When interacting with revng, there is a description file, which, among other information, states what locations each Kind defines, e.g.:

  • DecompiledC provides:
    • /function/<MA>
  • YieldAssembly provides:
    • /function/<MA>
    • /basic-block/<MA>/*
    • /instruction/<MA>/*/*
  • ModelHeader provides:
    • /types/*

Some locations directly map to parts of the model, e.g.:

  • /types/$TYPE_ID -> /Types/$TYPE_ID
  • /function/$FUNCTION_ADDRESS -> /Functions/$FUNCTION_ADDRESS
  • /basic-block/... -> null
  • /instruction/... -> null

Attributes#

The following PTML attributes are used to provide navigation via location string:

  • data-location-definition: represents the definition of a location.
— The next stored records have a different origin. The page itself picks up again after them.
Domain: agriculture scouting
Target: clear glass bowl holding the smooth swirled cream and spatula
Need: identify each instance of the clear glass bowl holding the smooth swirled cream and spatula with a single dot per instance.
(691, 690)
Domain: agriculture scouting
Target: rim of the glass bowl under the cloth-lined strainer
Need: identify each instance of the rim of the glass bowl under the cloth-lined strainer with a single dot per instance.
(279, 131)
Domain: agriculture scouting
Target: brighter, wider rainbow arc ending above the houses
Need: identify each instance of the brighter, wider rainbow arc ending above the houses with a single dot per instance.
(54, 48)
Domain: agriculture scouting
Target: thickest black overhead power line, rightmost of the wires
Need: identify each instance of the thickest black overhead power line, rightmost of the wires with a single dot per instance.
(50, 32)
    <div data-location-definition="/function/0x1000">...</div>
    <div data-location-definition="/basic-block/0x1000/0x1004">...</div>
    <div data-location-definition="/instruction/0x1000/0x1004/0x1006">...</div>
    
    Represents the destination to navigate to starting from a data-location-reference (see below).

  • data-location-references: Represents one or more references to a location. Can be multivalued.
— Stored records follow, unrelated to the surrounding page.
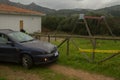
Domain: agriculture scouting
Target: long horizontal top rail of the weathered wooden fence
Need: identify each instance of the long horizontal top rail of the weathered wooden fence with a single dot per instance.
(38, 36)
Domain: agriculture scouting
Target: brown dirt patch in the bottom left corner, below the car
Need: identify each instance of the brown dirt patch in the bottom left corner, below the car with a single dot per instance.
(14, 75)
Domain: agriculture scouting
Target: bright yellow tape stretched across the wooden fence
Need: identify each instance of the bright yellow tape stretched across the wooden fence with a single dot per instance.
(99, 51)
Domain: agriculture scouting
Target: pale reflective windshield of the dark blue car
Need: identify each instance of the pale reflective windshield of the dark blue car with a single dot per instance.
(21, 37)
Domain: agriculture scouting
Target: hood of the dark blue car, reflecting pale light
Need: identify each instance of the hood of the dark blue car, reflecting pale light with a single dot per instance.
(40, 45)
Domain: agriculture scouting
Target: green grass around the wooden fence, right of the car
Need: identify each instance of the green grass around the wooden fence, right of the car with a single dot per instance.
(77, 60)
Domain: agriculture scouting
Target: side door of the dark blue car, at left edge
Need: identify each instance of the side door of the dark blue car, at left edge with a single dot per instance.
(8, 52)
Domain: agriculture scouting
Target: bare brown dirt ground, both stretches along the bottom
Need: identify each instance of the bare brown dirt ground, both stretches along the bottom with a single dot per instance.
(67, 71)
    <span data-location-references="/basic-block/0x1000/0x1004,
                                    /basic-block/0x1000/0x1008">
      jmp rax
    </span>
    struct <span data-location-references="/types/0x1123412)">mtype</span> {
      // ...
    }
    

Action attributes#

PTML defines a set of actions:

  • rename: rename the current object.
  • comment: edit the comment of the current object.
  • codeSwitch: jump to an alternative representation of the current object (e.g. ASM <-> C).
  • editType: edit the type associated to the current object (e.g., for a function, its prototype).

Each of these actions requires knowledge of how the action is executed correctly, its implementation is optional and left at the discretion of each PTML viewer. Each location supports a subset of the above actions:

  • function: supports rename, comment and editType.
  • instruction: supports codeSwitch.
  • type: supports rename, comment and editType.
  • struct-field: supports rename and comment.
  • union-field: supports rename and comment.
  • enum-entry: supports rename and comment.
  • cabi-argument: supports rename and comment.
  • raw-argument: supports rename and comment.
  • return-value: supports comment.
  • return-register: supports rename and comment.
  • segment: supports rename, comment and editType.
  • dynamic-function: supports rename, comment and editType.

An action is defined by the following attributes:

  • data-action-context-location: indicates that the contained snippet has the specified context and allows the PTML viewer to activate the supported actions. Nested element can specify different context locations; in this case the viewer should pick the innermost one.
  • data-allowed-actions: in some cases, the set of possible actions needs to be restricted to a subset of all possible actions, in this case this attribute is used.